Ce qui les distingue du tout venant est leur grande capacité d’écriture. Leurs scénarios sont à la fois drôles et ultra référencés, mais également touchants. Ils portent un regard attendris sur leur génération. De plus Edgar Wright (la botte secrète du trio) se révèle être un remarquable metteur en scène. Il est à l’aise pour mettre en image les joutes verbales, le comique de situation mais aussi (ce qui est moins évident) les scènes d’actions qui bourre. The World’s End est le dernier volet de ce qu’ils ont appelé la trilogie « Cornetto » (« Blood and Ice Cream » en VO) comprenant Shaun Of The Dead et Hot Fuzz.
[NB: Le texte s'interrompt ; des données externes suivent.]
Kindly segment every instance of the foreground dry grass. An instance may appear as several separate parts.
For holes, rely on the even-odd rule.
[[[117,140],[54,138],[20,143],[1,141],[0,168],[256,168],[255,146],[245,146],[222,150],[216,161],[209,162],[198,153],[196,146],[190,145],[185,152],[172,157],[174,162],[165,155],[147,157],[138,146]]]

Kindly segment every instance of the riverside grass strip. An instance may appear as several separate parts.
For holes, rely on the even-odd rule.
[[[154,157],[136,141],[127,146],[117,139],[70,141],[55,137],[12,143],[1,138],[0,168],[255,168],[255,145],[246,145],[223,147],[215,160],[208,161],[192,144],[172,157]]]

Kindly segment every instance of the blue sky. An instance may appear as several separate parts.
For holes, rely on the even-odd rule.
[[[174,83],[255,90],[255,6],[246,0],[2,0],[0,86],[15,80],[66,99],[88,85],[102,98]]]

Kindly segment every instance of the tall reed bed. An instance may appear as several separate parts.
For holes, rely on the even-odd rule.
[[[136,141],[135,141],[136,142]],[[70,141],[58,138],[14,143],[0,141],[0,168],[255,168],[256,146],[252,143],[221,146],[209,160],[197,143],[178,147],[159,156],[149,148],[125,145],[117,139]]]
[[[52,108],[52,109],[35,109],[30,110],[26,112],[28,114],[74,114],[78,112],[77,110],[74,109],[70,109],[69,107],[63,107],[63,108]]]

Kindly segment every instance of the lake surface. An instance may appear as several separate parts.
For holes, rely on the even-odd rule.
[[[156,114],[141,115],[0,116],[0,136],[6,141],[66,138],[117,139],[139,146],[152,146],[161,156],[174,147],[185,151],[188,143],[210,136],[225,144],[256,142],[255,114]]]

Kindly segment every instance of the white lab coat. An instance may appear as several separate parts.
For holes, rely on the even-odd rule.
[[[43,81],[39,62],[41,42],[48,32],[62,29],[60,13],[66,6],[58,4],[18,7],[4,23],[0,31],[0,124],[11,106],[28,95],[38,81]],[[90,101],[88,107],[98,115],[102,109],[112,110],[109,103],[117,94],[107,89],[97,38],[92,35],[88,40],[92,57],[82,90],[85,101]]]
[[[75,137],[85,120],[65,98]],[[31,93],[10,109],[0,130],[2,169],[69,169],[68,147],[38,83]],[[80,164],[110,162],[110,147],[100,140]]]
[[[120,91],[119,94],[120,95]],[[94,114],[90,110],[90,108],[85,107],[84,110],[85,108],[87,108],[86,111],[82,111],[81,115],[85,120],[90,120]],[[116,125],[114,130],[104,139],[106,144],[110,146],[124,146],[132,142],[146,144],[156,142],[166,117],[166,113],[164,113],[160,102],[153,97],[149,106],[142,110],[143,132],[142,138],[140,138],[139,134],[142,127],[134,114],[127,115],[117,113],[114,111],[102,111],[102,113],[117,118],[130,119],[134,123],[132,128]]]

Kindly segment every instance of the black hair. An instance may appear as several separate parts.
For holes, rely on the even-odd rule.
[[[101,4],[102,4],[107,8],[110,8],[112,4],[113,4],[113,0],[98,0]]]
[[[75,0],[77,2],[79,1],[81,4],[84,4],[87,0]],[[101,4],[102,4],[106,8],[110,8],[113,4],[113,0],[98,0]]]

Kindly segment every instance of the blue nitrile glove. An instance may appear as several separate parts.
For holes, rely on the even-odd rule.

Gary, un éternel ado de 40 ans convainc ses amis d’enfances d’honorer un ancien pari. Une course à étapes dans les nombreux Pub de leur village natal. Une invasion extra terrestre va tout compliqué. Comme pour les deux précédents opus, les hommages abondent : les films de potes à la John Hughes, L’invasion des Profanateurs de sépultures de Don Siegel et même les films de Hong Kong (Drunken Master en tête). Mais ce qui est fort, c’est que The World’s End digère toutes ces influences au service de son propos. C’est ainsi une belle réflexion sur la nostalgie et l’impossibilité de revivre le passé. Mais aussi la nécessité d’aller de l’avant sans pour autan renier ses convictions. Au passage ils égratignent gentiment la génération « y » et l’uniformisation galopante de la société qui rejette tous ce qui n’est pas politiquement correcte.

Idéale pour les soirées d’hiver, The World’s End est un film de potes hilarant qui sent bon le houblon et qui renoue avec une certaine idée du divertissement propre aux années 80.